ALL STAR GAME DISPUTATI: 2

STATISTICHE STAGIONALI: 21.4 punti, 3.9 rimbalzi, col 46.4% dal campo e il 40.3% da tre punti

Per completare gli Hampton Five manca solo Andre Iguodala, ma i quattro pezzi forti del mostruoso roster dei Golden State Warriors ci sono tutti. Se da un punto di vista di prestazioni individuali le convocazioni di Green e Thompson fanno storcere il naso ad alcuni, non si poteva non premiare la cavalcata di una squadra che punta a ritoccare il record di vittorie dello scorso anno e che si è adattata con maestria all’innesto di Kevin Durant.

Proprio Klay Thompson era uno degli osservati speciali per la stagione in corso, visti i malumori con Draymond Green maturati negli ultimi playoff e la presenza di un nuovo compagno di giochi per il fratello di canestri Steph Curry. In realtà le sue cifre restano immutate, le sue responsabilità anche. Si prende lo stesso numero di tiri degli ultimi anni, seppure con percentuali in leggerissima flessione, e gioca 30 minuti abbondanti.

Il linguaggio del corpo è stato messo sotto la lente d’ingrandimento e destava qualche preoccupazione, specie nelle prime partite; svogliato, incline alla protesta, a tratti testardo nelle iniziative personali. Ma quando si vince, si sa, si va tutti d’accordo; d’altra parte Klay non è mai stato il giocatore più espressivo della lega. Ci si aspettava magari un incremento nelle prestazioni in difesa ora che gode della libertà di una terza opzione.

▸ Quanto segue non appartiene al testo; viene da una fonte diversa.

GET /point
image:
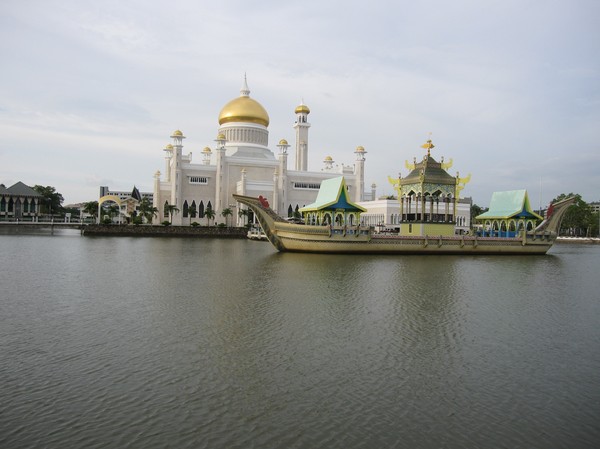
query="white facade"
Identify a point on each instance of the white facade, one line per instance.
(242, 163)
(384, 215)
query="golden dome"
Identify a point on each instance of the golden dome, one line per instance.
(244, 109)
(302, 108)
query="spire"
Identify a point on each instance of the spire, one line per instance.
(245, 91)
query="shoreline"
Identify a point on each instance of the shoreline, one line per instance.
(579, 240)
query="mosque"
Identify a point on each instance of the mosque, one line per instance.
(242, 163)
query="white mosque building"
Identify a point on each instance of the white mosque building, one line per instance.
(242, 163)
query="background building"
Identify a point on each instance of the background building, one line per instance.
(242, 163)
(19, 202)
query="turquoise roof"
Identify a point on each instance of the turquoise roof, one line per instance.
(509, 204)
(333, 195)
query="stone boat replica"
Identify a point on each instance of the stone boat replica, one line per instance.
(339, 235)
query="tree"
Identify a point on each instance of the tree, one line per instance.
(113, 210)
(147, 210)
(171, 210)
(52, 202)
(243, 213)
(192, 212)
(578, 219)
(209, 214)
(91, 208)
(226, 213)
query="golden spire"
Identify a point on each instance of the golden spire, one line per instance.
(428, 146)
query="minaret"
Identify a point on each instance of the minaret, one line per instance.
(156, 199)
(220, 184)
(359, 172)
(301, 126)
(282, 179)
(176, 175)
(168, 155)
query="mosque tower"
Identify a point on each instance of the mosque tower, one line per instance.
(301, 126)
(176, 175)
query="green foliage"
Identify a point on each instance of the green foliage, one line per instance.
(171, 209)
(91, 208)
(227, 212)
(52, 201)
(147, 210)
(209, 214)
(578, 219)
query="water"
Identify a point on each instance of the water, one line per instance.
(154, 343)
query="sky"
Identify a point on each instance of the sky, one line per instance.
(509, 90)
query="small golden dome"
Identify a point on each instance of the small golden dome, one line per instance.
(428, 145)
(302, 108)
(244, 109)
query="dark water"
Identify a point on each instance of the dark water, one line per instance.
(154, 343)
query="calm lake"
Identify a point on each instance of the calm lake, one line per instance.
(197, 343)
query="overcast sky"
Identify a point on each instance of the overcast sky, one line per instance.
(90, 91)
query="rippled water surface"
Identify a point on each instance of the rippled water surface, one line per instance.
(153, 343)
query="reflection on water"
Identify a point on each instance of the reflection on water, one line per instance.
(114, 342)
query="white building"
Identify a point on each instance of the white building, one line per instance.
(242, 163)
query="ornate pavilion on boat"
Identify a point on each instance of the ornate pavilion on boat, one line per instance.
(509, 213)
(332, 206)
(428, 196)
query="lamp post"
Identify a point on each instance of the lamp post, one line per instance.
(232, 207)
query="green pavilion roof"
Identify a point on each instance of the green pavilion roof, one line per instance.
(333, 195)
(509, 204)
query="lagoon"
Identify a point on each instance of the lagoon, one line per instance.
(173, 342)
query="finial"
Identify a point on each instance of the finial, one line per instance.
(428, 146)
(245, 91)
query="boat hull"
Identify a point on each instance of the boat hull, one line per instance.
(330, 242)
(355, 239)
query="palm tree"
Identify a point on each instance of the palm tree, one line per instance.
(192, 212)
(147, 210)
(226, 213)
(209, 214)
(244, 213)
(113, 210)
(91, 208)
(171, 210)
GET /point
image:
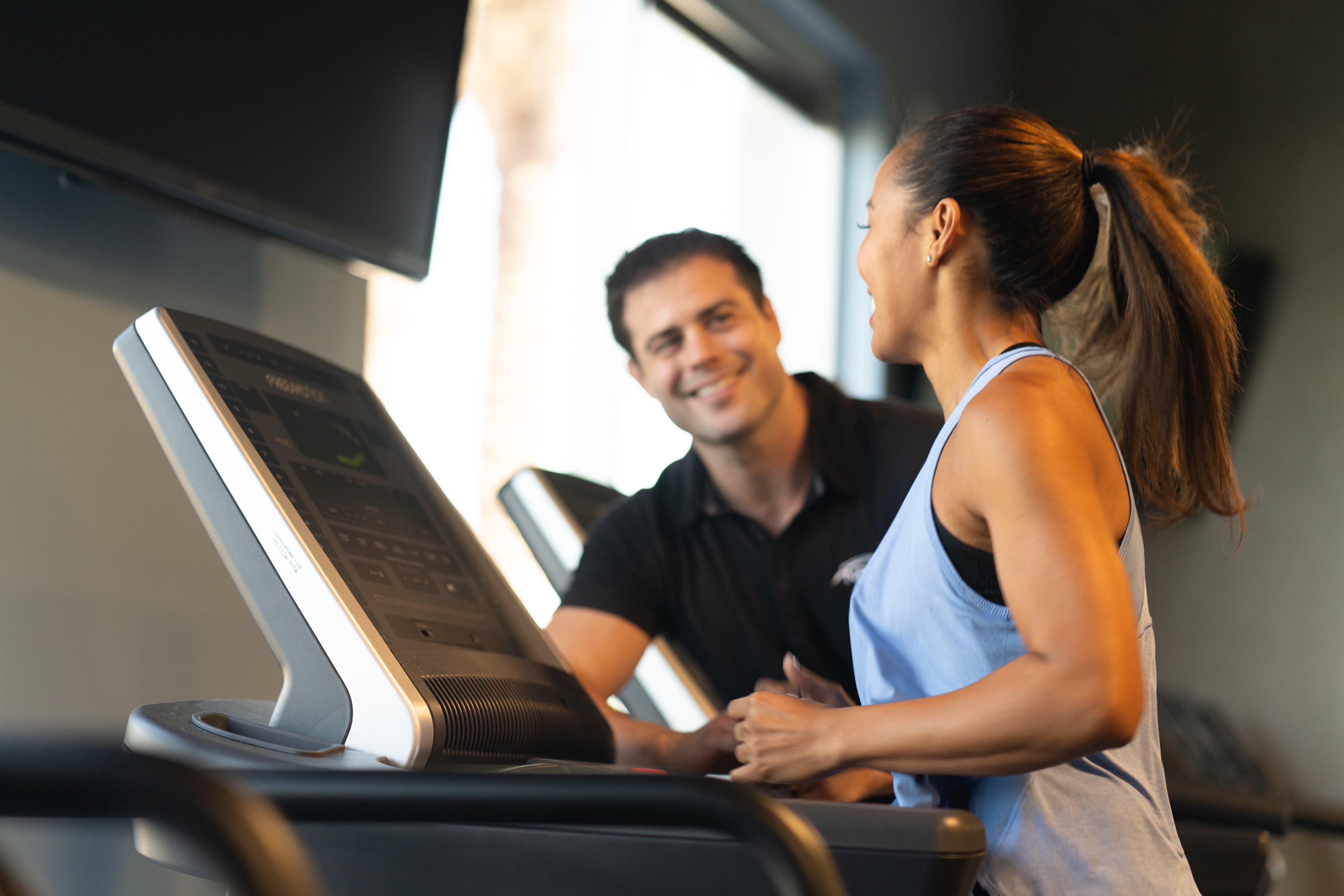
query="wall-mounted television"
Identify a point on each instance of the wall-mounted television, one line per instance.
(322, 123)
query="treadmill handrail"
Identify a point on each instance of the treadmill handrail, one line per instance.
(795, 856)
(255, 847)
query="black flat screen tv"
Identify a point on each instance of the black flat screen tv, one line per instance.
(322, 123)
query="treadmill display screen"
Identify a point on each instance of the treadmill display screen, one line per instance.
(343, 499)
(325, 436)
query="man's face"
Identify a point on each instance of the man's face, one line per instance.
(705, 350)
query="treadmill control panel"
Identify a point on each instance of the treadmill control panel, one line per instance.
(325, 440)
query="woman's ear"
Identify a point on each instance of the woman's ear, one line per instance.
(947, 234)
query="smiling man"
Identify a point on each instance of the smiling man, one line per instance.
(748, 547)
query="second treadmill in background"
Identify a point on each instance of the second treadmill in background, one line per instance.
(556, 512)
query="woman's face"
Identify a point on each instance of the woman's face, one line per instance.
(892, 261)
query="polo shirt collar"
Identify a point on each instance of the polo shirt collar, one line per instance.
(832, 442)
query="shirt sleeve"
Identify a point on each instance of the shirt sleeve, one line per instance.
(621, 569)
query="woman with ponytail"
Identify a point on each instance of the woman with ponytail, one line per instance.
(1000, 633)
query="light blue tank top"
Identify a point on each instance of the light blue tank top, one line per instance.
(1101, 824)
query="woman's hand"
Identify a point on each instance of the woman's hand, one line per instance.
(781, 739)
(802, 682)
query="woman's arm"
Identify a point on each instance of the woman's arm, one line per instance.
(1033, 461)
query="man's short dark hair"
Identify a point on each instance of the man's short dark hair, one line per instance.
(658, 256)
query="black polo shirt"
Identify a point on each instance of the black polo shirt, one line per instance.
(675, 561)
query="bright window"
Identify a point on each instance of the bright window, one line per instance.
(655, 132)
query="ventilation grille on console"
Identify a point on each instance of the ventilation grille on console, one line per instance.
(490, 718)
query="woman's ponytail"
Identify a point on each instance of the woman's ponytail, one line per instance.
(1172, 342)
(1162, 343)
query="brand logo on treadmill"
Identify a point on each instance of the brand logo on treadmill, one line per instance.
(298, 390)
(849, 571)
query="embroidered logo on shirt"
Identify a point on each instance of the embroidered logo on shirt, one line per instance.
(849, 571)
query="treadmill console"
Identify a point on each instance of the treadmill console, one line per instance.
(396, 632)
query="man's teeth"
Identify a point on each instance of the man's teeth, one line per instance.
(717, 385)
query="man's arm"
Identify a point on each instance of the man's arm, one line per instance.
(604, 649)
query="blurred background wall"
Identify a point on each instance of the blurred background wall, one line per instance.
(114, 596)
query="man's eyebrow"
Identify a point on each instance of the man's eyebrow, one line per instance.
(662, 334)
(716, 308)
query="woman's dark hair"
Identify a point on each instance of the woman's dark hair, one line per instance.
(1166, 347)
(661, 255)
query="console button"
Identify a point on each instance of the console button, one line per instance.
(250, 398)
(371, 571)
(417, 580)
(457, 587)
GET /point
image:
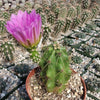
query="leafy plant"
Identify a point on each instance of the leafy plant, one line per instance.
(55, 71)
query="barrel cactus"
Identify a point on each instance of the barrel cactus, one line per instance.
(55, 71)
(86, 4)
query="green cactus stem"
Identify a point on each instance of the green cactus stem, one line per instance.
(55, 71)
(7, 50)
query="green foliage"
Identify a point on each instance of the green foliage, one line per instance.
(2, 84)
(46, 32)
(55, 71)
(7, 50)
(76, 59)
(21, 69)
(2, 26)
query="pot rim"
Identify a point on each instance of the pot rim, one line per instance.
(33, 72)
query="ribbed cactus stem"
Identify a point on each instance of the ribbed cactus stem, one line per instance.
(55, 71)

I Warriors però sono una squadra a trazione anteriore e senza Bogut mancano di un pilastro in pitturato, la strategia sarà sempre quella di segnare più degli avversari. Pochi uomini sono più adatti alla missione di Klay Thompson (60 punti in 29 minuti vi dicono qualcosa?); ci proverà anche nella partita delle stelle di New Orleans.